Wir alle kommen zur Welt und erst einmal wird davon ausgegangen, dass wir der allgemeinen Norm entsprechen - und genau so werden wir erzogen. Da wir entsprechend davon ausgehen müssen, dass wir daher auch ebendieser Norm entsprechen und uns entsprechend anpassen, kann es manchmal ein sehr schwieriger und langwieriger Prozess sein zu erkennen, dass wir eben nicht dieser Norm entsprechen.
So. Jetzt kommst du ins Spiel.
Es wird immer wieder gesagt, es wäre übergriffig, einer Person zu sagen/unterstellen, dass sie beispielsweise Autist*in sei oder der Verdacht bestehe, dass sie sich eventuell in einem anderen Geschlecht besser fühlen würde.
Ja. Aber.
Wenn du mit der Verdachtsperson gut befreundet oder gar verwandt bist, wenn ihr euch wirklich gut kennt, dann sprich doch bitte die Verdachtsperson mal vorsichtig darauf an. "Die Person soll es selbst herausfinden" kann schon mal ein halbes Leben dauern und wenn du nach dieser Findung zu ihr sagst "Hätte ich dir auch vor 25 Jahren sagen können", dann ist das relativ erniedrigend und gemein, da der Person viele Jahre an mentaler Folter hätten erspart bleiben können.
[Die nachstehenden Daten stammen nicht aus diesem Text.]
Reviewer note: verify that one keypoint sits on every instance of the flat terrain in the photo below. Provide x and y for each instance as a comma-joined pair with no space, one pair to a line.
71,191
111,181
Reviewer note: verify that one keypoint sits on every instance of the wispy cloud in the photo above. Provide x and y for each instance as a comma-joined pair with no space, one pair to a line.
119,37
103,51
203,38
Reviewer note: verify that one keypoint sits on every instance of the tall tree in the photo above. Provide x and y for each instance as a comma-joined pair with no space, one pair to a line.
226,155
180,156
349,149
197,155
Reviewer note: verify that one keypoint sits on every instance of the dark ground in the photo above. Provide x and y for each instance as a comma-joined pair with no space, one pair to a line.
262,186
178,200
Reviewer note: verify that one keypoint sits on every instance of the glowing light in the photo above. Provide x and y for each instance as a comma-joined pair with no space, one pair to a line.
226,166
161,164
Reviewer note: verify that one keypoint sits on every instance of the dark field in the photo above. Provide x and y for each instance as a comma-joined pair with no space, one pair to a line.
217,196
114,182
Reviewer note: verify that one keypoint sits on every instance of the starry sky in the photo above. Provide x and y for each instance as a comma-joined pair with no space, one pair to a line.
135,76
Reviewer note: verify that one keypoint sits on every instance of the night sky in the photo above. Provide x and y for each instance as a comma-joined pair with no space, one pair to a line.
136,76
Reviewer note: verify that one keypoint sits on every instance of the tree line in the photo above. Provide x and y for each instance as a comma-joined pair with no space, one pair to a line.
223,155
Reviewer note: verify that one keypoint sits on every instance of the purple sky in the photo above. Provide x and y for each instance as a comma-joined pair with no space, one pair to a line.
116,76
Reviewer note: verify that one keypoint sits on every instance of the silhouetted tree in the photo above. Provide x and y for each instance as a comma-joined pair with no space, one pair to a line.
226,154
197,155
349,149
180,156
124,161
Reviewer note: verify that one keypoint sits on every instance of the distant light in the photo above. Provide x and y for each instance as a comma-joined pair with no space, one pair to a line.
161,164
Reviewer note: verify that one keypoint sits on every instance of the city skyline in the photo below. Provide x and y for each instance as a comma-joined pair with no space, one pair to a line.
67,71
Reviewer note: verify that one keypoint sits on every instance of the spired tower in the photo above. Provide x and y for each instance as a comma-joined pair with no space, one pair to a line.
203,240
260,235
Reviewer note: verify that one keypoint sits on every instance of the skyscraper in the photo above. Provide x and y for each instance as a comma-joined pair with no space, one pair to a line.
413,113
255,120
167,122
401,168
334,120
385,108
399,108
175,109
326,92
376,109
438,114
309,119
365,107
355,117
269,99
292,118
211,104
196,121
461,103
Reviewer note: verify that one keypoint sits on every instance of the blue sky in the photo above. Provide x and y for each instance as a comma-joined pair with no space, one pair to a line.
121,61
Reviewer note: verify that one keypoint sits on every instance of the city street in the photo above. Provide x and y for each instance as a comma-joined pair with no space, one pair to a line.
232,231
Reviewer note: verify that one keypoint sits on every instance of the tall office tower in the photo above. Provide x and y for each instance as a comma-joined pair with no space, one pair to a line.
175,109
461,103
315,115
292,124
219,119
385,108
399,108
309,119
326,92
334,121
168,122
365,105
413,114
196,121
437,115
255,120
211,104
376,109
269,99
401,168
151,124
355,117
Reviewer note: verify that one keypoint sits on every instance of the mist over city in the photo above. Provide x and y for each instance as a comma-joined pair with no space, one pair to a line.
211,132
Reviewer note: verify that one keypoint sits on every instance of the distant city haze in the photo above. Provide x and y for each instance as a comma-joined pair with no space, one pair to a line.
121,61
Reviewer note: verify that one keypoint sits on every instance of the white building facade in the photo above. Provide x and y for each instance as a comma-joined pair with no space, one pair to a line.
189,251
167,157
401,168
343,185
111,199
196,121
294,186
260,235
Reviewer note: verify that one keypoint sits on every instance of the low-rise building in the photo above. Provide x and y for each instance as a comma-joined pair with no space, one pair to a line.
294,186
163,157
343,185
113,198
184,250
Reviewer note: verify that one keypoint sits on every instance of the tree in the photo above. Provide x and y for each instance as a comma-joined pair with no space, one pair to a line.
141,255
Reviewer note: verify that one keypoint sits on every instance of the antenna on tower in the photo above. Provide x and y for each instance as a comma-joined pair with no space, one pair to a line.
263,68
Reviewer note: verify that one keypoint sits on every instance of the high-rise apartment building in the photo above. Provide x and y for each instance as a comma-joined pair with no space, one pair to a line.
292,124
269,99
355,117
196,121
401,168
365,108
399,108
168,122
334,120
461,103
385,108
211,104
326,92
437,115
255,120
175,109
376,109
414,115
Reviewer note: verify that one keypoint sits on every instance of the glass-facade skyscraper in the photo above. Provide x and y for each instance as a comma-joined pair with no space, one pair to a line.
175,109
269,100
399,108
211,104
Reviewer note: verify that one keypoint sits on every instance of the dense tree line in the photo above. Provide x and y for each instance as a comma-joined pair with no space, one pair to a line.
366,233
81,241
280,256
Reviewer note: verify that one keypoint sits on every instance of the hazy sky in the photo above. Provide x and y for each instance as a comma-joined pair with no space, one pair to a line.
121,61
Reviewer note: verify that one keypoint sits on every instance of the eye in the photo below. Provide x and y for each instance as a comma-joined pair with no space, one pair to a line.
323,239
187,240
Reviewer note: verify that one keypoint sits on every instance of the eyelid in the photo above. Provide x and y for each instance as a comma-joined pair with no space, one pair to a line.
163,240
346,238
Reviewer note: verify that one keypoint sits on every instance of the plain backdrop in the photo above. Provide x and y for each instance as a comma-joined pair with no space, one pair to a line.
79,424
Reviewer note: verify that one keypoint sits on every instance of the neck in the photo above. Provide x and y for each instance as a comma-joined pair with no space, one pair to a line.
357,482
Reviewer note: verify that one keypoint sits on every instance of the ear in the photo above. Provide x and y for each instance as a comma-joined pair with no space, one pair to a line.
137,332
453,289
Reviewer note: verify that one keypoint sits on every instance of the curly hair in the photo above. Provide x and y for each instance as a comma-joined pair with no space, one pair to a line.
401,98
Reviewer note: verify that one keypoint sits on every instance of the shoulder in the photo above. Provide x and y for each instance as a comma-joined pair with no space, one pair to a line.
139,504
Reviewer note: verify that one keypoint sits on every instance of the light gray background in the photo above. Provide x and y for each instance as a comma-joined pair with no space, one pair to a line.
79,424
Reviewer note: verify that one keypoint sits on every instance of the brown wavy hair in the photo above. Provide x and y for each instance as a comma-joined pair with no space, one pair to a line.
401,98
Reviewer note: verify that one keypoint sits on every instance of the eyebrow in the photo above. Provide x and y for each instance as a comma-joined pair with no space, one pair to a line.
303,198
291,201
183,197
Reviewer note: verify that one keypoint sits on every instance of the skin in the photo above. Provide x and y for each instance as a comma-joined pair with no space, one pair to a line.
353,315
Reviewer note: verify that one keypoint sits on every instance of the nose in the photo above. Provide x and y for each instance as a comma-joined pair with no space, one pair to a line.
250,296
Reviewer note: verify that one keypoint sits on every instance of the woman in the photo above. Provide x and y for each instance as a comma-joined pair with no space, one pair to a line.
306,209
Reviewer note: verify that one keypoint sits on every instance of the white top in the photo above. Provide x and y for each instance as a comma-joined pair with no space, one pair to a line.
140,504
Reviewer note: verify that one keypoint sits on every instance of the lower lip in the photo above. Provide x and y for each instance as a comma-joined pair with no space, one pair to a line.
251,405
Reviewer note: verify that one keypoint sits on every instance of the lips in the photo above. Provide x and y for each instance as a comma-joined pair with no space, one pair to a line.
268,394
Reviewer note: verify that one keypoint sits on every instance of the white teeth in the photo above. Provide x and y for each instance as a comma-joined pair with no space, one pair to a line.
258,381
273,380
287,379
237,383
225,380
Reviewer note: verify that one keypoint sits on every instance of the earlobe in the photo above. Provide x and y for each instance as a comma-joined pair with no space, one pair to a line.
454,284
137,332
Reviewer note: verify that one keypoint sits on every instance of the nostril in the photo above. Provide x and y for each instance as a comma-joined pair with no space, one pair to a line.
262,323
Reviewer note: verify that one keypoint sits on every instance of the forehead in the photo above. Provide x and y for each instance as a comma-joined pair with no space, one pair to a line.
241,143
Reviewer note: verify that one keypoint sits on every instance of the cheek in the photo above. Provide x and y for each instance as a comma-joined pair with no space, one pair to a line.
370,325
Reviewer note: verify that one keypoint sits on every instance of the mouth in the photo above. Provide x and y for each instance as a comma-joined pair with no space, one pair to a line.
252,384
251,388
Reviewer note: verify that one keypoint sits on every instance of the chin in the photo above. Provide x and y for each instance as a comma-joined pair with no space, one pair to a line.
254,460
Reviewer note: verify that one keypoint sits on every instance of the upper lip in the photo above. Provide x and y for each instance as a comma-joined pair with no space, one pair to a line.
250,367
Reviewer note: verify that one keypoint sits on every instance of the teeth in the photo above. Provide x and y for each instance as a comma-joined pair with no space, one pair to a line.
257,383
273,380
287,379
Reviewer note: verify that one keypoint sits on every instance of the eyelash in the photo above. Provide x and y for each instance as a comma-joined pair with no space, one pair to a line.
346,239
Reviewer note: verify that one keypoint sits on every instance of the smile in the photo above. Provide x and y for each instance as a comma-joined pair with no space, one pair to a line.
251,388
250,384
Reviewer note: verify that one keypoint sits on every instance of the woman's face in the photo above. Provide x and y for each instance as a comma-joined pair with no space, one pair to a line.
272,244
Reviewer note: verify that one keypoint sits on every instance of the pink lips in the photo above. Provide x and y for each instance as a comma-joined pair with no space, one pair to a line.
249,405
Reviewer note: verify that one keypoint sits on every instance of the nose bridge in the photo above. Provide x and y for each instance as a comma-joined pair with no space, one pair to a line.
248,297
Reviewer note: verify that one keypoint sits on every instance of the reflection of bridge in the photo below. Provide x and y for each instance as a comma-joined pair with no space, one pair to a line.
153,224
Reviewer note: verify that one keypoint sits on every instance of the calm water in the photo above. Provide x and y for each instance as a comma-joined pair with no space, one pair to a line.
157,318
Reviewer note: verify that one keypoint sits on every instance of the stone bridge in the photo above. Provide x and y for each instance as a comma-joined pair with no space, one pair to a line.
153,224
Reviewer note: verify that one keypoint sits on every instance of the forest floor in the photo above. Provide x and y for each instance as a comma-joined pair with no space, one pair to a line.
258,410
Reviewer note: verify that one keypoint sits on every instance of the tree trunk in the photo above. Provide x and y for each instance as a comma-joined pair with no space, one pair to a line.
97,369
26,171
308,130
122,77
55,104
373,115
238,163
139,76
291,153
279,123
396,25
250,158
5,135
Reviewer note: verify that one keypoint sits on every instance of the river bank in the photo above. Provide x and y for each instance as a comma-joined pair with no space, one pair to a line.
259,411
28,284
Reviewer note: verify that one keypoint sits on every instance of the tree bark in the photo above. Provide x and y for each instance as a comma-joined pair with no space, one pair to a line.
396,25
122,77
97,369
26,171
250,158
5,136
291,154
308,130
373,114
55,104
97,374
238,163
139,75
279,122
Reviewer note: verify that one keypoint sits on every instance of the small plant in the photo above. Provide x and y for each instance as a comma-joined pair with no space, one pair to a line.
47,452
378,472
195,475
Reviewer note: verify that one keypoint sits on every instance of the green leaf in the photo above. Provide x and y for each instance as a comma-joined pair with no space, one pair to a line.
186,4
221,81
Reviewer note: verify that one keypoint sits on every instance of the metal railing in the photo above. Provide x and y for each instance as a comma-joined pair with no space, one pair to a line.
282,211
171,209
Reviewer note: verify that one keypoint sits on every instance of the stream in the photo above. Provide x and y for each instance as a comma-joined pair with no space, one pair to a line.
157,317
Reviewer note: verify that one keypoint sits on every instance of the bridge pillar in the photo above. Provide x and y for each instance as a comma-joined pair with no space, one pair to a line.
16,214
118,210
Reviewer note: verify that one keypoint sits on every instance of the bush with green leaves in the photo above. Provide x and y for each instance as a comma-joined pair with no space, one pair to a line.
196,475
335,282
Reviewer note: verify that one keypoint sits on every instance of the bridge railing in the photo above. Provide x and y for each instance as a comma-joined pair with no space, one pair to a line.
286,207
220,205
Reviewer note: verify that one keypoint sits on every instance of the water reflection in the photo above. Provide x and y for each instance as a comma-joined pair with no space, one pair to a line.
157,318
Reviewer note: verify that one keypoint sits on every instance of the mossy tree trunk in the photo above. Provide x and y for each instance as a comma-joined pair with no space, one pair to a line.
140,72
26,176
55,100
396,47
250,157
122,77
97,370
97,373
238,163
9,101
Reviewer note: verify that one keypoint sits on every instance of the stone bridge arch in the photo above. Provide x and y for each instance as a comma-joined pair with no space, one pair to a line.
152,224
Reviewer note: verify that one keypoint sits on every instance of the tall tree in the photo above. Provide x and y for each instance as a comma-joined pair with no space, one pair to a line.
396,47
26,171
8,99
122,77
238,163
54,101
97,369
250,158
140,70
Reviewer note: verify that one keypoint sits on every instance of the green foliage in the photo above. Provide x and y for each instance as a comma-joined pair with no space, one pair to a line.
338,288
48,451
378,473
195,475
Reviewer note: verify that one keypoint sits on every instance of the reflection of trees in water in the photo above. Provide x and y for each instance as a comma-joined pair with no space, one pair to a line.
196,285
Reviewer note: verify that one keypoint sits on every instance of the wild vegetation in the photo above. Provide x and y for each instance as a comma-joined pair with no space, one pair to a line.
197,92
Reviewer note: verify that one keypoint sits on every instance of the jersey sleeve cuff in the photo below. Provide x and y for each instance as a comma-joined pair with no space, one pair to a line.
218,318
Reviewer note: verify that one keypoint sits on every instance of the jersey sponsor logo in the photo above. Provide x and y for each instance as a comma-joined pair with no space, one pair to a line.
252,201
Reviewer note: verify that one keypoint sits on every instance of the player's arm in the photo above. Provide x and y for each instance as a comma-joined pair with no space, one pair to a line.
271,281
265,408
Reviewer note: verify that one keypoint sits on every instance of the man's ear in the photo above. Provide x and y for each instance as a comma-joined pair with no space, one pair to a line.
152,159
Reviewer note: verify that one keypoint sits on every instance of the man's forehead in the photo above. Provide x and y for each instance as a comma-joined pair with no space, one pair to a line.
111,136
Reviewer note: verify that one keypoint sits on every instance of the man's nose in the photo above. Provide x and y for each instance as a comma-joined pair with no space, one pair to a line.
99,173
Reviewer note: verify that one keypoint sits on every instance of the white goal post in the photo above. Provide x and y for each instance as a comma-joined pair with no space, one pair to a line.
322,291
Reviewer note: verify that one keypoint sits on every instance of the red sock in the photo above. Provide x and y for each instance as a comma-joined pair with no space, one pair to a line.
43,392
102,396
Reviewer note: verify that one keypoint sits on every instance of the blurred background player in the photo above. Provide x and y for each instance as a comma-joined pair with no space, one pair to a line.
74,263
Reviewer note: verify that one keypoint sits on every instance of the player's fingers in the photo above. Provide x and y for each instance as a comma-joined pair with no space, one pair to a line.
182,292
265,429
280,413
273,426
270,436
Stell es dir vor wie einen Autounfall: Die verunfallte Person steht unter Schock, ist verwirrt und aufgrund der Umstände nicht wirklich in der Lage sich vollständig zu spüren und die Situation von Außen zu betrachten. Würdest du der Person mitteilen, dass sie sich doch kurz hinsetzen und auf den Krankenwagen warten soll, weil ihr noch ein Stück vom Airbag in der Stirn steckt - oder aus "Rücksicht" lieber vor ihr verschweigen - sie wird es ja schon selbst herausfinden....?
Also: Ihr dürft bitte freundlich und behutsam gewisse Optionen und Möglichkeiten in den Raum stellen, ohne eine Diagnose erheben zu wollen - aber bitte ignoriert keine Anzeichen, die aus der Warte der anderen Person eventuell nicht zu sehen sind aus vermeintlicher Rücksicht. Danke.